Just in case you have not been paying close attention, the Lakers and Boston Celtics want you to know that they do not like each other. Exhibition season, regular season or the playoffs, it doesn't matter.
In what has become more than a simple feud, but slightly less than a war, the NBA's two heavyweights slugged it out Saturday night in what was supposed to be a routine exhibition game at the Forum.
Tell it to those guys whose cool never made it to the second quarter.
Two players in uniforms, Maurice Lucas and Robert Parish, plus one who wasn't, Sly Williams, got thrown out of the Celtics' 124-116 victory, found guilty of fighting in a nasty little brawl that claimed several casualties.
Among the victims were a press table that was collapsed when Lucas and Parish landed on it, Dennis Johnson, who hurt his right knee when he bounced it on the table, and Michael Cooper, who cut his mouth when he got tangled in the pile with Celtic Coach K. C. Jones.
Lucas, who is 6-9, and the 7-foot Parish, began the incident when they were jostling for position beneath the Laker basket. At first, they just slapped each other's hands away, but the disagreement escalated quickly.

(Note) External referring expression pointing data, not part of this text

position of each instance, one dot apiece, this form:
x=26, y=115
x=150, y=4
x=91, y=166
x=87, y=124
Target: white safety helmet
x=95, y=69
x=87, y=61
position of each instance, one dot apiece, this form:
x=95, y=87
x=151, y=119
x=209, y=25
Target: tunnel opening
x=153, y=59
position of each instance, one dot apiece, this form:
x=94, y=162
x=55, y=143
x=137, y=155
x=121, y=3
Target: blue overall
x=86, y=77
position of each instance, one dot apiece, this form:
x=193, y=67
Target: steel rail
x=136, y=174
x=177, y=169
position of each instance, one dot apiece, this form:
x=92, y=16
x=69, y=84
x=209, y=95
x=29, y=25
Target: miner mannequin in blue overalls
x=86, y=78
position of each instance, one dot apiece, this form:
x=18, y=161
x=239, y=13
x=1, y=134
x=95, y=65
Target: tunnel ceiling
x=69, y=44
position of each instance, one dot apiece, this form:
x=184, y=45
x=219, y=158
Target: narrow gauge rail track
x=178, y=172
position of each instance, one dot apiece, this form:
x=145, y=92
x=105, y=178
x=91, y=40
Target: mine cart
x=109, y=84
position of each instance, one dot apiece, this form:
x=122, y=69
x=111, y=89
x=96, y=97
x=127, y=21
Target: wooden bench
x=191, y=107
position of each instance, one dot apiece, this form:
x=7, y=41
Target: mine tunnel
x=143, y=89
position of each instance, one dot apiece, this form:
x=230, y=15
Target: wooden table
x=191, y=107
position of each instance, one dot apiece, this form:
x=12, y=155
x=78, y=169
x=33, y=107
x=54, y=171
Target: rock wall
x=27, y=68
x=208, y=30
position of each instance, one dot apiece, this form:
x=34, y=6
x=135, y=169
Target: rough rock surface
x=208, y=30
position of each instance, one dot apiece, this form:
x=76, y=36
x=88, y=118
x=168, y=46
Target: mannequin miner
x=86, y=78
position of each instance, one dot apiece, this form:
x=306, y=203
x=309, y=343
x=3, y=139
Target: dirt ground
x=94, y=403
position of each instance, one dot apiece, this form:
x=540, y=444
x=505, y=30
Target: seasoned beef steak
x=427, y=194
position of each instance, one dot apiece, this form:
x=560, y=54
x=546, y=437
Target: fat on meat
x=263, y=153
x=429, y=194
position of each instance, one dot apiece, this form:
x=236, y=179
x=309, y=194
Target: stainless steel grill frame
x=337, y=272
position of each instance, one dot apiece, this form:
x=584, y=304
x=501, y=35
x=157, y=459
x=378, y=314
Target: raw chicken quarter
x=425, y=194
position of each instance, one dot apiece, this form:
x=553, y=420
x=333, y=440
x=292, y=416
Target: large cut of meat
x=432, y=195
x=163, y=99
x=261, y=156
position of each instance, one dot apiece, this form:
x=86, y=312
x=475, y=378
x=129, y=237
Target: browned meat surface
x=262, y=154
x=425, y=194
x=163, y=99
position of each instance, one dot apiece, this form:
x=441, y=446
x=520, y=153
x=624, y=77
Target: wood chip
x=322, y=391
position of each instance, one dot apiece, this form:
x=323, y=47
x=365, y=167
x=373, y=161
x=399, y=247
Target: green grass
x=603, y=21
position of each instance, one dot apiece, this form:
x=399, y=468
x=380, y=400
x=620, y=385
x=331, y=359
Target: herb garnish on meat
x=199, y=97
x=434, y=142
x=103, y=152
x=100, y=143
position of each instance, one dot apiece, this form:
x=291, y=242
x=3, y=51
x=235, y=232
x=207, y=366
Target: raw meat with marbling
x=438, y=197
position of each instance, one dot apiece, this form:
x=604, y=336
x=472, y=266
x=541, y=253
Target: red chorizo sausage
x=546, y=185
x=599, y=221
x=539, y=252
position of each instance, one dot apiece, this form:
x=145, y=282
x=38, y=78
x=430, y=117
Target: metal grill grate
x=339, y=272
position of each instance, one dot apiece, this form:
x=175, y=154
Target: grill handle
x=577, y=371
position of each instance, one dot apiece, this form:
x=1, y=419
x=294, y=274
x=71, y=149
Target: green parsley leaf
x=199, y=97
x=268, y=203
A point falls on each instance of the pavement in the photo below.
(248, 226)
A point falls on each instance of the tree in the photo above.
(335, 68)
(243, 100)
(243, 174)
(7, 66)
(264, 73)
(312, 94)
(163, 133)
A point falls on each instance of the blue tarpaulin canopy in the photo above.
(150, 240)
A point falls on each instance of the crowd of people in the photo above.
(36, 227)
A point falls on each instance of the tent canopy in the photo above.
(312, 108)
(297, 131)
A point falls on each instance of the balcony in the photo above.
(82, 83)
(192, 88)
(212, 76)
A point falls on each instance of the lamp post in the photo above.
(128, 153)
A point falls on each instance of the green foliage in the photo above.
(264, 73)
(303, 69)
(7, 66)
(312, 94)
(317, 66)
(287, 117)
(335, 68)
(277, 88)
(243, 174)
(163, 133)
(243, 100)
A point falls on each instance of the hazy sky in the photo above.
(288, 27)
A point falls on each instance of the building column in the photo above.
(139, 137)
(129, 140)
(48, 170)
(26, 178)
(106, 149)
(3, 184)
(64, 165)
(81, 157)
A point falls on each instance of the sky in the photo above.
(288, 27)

Television replays showed Lucas elbowed Parish on the chin, and Parish retaliated by throwing a punch at Lucas, who shoved Parish off the court and onto the press table, only to follow Parish there himself.
Lucas said he had position on Parish, but Parish came over his back. "I could have punched him, but I chose to push him," Lucas said. "I guess it (the fight) looked worse than it really was."
Parish, who studied karate in the off-season and may have dislocated the small finger on his left hand during the fight, had no comment.
The Celtics' bench emptied, and the Lakers' did not. Jones said he was only trying to keep Cooper from hurting himself in the pile of bodies.
Jones was told he was seen in the middle of the pile.
"No, no, no, you saw me on the bottom of the pile," Jones said.
Williams, who was in street clothes because of a knee injury, got involved just long enough to be ejected.
"I didn't say nothing; I just got thrown out," Williams said.
Playing each other four times in the exhibition season may be good box office, since all the games were sellouts, but it probably wasn't the smartest piece of scheduling ever conceived, considering how the Lakers and Celtics feel about each other.
"I guess they are still upset about what happened last spring," Kareem Abdul-Jabbar said.
The Lakers and Celtics have been on the verge of something ugly from the first time they played this fall, Oct. 6 at Providence. R.I. There was a hint of what was to come Thursday night when eight technical fouls and 72 personal fouls were called.
Counting last season's championship series with the Celtics, the Lakers have played 10 of their last 13 games against Boston. Their appreciation for each other has dwindled with each meeting.
"No wonder things have escalated," Laker Coach Pat Riley said. "There's a lot of water that has gone under the bridge in the last two years. There is a lot of respect, but I think there's also bad blood."